Decisão reforça tendência de controle mais rígido sobre o setor de apostas
Embora o julgamento final das ADIs ainda dependa do ministro Luiz Fux e do restante da Corte, a manifestação da PGR é um indicativo de que o STF tende a manter o bloqueio dos beneficiários de programas sociais. A preocupação da Corte, demonstrada em decisões anteriores, está alinhada ao entendimento de que recursos públicos destinados à subsistência devem ser preservados e blindados de qualquer forma de risco.

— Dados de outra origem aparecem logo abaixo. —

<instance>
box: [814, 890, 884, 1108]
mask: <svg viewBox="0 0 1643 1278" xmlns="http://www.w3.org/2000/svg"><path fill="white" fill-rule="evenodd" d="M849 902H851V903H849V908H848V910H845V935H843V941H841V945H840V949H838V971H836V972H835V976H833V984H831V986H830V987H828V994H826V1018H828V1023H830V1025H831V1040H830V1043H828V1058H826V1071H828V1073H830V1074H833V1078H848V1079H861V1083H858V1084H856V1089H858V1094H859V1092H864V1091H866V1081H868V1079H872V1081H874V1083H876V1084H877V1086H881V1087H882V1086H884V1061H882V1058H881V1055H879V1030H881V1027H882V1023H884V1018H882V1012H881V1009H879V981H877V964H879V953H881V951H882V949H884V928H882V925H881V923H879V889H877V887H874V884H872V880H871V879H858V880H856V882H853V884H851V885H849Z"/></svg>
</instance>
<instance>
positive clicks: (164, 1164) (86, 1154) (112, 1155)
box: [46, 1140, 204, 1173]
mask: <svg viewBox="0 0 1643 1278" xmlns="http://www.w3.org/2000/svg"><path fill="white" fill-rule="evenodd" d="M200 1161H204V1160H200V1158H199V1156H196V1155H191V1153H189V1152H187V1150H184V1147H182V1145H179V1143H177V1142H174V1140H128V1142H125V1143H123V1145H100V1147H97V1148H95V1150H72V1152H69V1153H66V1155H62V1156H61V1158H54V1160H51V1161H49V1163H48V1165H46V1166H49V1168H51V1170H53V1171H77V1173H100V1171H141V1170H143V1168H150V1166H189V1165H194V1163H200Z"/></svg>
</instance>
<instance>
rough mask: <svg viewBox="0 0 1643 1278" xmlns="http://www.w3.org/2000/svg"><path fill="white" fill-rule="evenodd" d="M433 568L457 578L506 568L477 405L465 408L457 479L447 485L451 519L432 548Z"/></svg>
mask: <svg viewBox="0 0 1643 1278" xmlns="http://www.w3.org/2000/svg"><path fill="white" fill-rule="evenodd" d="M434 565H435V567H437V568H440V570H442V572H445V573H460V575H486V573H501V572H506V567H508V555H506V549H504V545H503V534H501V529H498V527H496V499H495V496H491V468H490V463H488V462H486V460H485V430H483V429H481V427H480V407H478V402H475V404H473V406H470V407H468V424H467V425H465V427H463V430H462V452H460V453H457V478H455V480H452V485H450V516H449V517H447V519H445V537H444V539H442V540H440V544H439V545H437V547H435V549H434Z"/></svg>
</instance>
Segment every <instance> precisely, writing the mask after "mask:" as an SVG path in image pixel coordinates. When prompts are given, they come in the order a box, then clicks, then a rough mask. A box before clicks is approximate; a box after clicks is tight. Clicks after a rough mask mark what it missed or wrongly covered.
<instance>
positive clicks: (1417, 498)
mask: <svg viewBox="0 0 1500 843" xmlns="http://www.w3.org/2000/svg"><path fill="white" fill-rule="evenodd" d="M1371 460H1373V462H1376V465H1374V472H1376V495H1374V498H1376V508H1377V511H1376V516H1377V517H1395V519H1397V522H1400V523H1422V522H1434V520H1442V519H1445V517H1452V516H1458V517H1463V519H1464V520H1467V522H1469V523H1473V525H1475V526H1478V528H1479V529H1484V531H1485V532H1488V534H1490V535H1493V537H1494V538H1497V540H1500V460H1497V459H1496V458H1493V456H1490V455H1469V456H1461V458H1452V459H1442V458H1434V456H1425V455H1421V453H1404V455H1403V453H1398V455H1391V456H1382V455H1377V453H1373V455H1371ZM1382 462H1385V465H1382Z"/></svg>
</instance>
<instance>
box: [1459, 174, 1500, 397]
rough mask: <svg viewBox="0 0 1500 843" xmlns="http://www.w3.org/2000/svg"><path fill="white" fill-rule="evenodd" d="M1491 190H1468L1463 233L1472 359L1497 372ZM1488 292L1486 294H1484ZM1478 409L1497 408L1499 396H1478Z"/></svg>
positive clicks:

Além disso, a atuação da União em implementar mecanismos automatizados está em consonância com as obrigações impostas pelo Supremo em novembro de 2024. A validação da PGR fortalece a posição do governo diante de críticas de entidades do setor econômico e de grupos que defendem maior liberdade no mercado de apostas.
O que esperar dos próximos passos
O parecer de Paulo Gonet agora segue para análise do ministro Luiz Fux, que deverá considerar a manifestação dentro do contexto das ADIs. A decisão final poderá consolidar entendimentos importantes sobre o uso de dados pessoais, a proteção social e a regulamentação de apostas no país.
Independentemente da decisão futura, o episódio demonstra que o debate sobre a relação entre políticas sociais e o mercado de apostas está longe de terminar. O Brasil ainda busca um equilíbrio entre a regulamentação econômica do setor, a proteção de populações vulneráveis e a garantia de segurança jurídica para plataformas e consumidores.
Ao manter a proteção sobre o uso de dinheiro proveniente de benefícios sociais, o STF sinaliza que deve priorizar medidas que impeçam o desvio da finalidade desses recursos. A manifestação de Gonet fortalece essa direção e reforça o entendimento técnico e legal sobre a necessidade do bloqueio baseado no CPF.